COVID-19 support for businesses, self-employed, and freelancers in France

For small businesses and freelancers, known as auto-entrepreneur or micro-entrepreneur, the French government provided subsidies for lost earnings during lockdowns. Certain financial support measures remain in place to support the economy.

For instance, if you own a small business or run an association affected by health restrictions, you may benefit from financial support. Similarly, if you have experienced a loss of income as a freelancer due to the pandemic, contact URSSAF to see what benefits you can access. While URSSAF’s website has a wealth of information, it’s often easier to call them for personalized advice.

French worker during COVID

Additionally, visit the French government’s website to see a helpful summary of information related to the epidemic and support for workers and businesses in various fields.

INSEE, the National Institute of Statistics, publishes quarterly reports about the consequences of COVID-19 on the French economy. In 2020, France’s GDP fell by almost 8%. Despite new waves of the pandemic, France’s economy is slowly recovering. This is likely due to widespread vaccinations, reduced hospitalizations, and the re-opening of commercial and cultural spaces.

Helpfully, INSEE also provides interactive graphs that will help you visualize the country’s economic situation.

Impact of COVID-19 on education in France

The government initially shut schools and universities for a few months during the first lockdown in March 2020. However, these reopened during the 2020–2021 academic year. Since then, classes are periodically closed only if positive cases are detected among students. Nonetheless, much university-level teaching still takes place remotely.

The French government aims to avoid school closures as much as possible. Schools continue to apply some social distancing measures including masks for staff and children over six (from primary school up). In addition, parents give their consent for coronavirus testing on all school pupils in France.

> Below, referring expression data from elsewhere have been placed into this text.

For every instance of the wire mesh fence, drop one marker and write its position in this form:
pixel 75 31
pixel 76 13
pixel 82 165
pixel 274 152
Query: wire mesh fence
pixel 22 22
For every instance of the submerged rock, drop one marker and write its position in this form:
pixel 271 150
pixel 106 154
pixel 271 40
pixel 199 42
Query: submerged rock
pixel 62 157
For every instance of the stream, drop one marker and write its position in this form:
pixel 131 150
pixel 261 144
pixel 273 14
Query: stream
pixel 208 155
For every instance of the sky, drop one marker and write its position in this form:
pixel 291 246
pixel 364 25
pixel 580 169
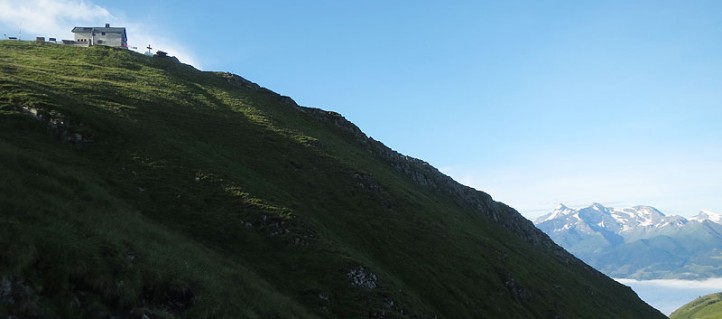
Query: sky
pixel 667 295
pixel 534 102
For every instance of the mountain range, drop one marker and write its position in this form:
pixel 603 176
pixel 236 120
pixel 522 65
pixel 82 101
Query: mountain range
pixel 141 187
pixel 639 242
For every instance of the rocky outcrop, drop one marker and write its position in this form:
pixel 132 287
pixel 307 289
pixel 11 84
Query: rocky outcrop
pixel 426 176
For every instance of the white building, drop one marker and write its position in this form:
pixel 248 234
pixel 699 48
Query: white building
pixel 112 37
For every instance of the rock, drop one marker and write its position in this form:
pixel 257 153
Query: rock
pixel 361 277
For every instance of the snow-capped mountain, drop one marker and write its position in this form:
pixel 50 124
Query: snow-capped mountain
pixel 639 242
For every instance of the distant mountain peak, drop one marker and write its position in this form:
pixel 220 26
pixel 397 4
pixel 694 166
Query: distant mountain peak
pixel 638 241
pixel 707 215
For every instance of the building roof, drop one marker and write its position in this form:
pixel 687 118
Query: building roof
pixel 98 29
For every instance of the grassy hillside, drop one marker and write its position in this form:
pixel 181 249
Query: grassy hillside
pixel 707 307
pixel 139 186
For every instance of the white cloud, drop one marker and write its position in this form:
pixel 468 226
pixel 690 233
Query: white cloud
pixel 48 17
pixel 674 183
pixel 55 18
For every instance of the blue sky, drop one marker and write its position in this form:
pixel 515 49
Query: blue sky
pixel 534 102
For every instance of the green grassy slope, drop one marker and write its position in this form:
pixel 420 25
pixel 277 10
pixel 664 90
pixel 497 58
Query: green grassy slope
pixel 135 185
pixel 706 307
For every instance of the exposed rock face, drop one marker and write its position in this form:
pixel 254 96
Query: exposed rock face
pixel 362 277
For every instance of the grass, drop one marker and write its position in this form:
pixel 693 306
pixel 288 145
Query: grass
pixel 706 307
pixel 197 195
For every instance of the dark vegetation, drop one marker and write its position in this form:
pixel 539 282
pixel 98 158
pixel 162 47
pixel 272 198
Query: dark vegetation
pixel 705 307
pixel 135 186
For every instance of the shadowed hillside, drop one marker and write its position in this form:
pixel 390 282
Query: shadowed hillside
pixel 706 307
pixel 136 186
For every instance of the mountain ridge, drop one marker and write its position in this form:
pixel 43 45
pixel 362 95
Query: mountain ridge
pixel 639 242
pixel 140 186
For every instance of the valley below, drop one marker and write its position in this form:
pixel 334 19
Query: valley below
pixel 667 295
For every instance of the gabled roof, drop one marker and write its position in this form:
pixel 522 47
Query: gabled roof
pixel 98 29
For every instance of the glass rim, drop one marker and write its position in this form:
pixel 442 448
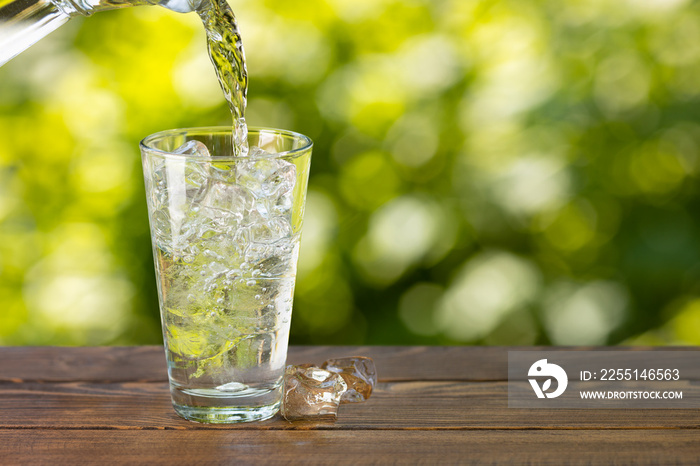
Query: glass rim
pixel 209 130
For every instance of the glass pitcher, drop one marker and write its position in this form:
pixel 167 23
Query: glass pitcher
pixel 24 22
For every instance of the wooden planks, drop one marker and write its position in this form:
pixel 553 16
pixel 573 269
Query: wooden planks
pixel 147 363
pixel 395 405
pixel 348 447
pixel 433 405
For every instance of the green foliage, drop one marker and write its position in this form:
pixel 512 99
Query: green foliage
pixel 495 172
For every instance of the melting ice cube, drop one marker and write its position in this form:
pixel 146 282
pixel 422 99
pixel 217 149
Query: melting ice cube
pixel 359 373
pixel 311 393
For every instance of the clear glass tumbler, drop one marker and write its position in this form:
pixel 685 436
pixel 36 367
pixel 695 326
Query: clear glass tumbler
pixel 225 232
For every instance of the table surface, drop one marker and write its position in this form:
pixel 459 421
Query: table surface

The Education Ministry shares the most up-to-date information on its website. There is also an extensive Q&A on this topic. Moreover, the French government promotes vaccination for all children aged 12 and above.

The Ministry of Health and Solidarity has also made resources available and is offering support for families with children of all ages to help them cope during the pandemic.

For information and support for university students during COVID-19, the Ministry of Higher Education website is your first port of call. However, each individual university and faculty will communicate the latest guidelines and recommendations to its students.

COVID-19 support for vulnerable people in France

People with disabled family members can use a dedicated COVID-19 online platform called Solidarités Handicap. It gives information about local initiatives to help with childcare, educational and psychological support.

The elderly and vulnerable can contact the Red Cross at 09 70 28 30 00. There is also a delivery service that helps people get access to medicines and other essentials.

Furthermore, the Ministry of Health and Solidarity has a list of resources for isolated elderly people and their helpers. Various groups and associations encourage neighbors to embrace solidarity during the pandemic, so it’s worth seeing how you can benefit or contribute.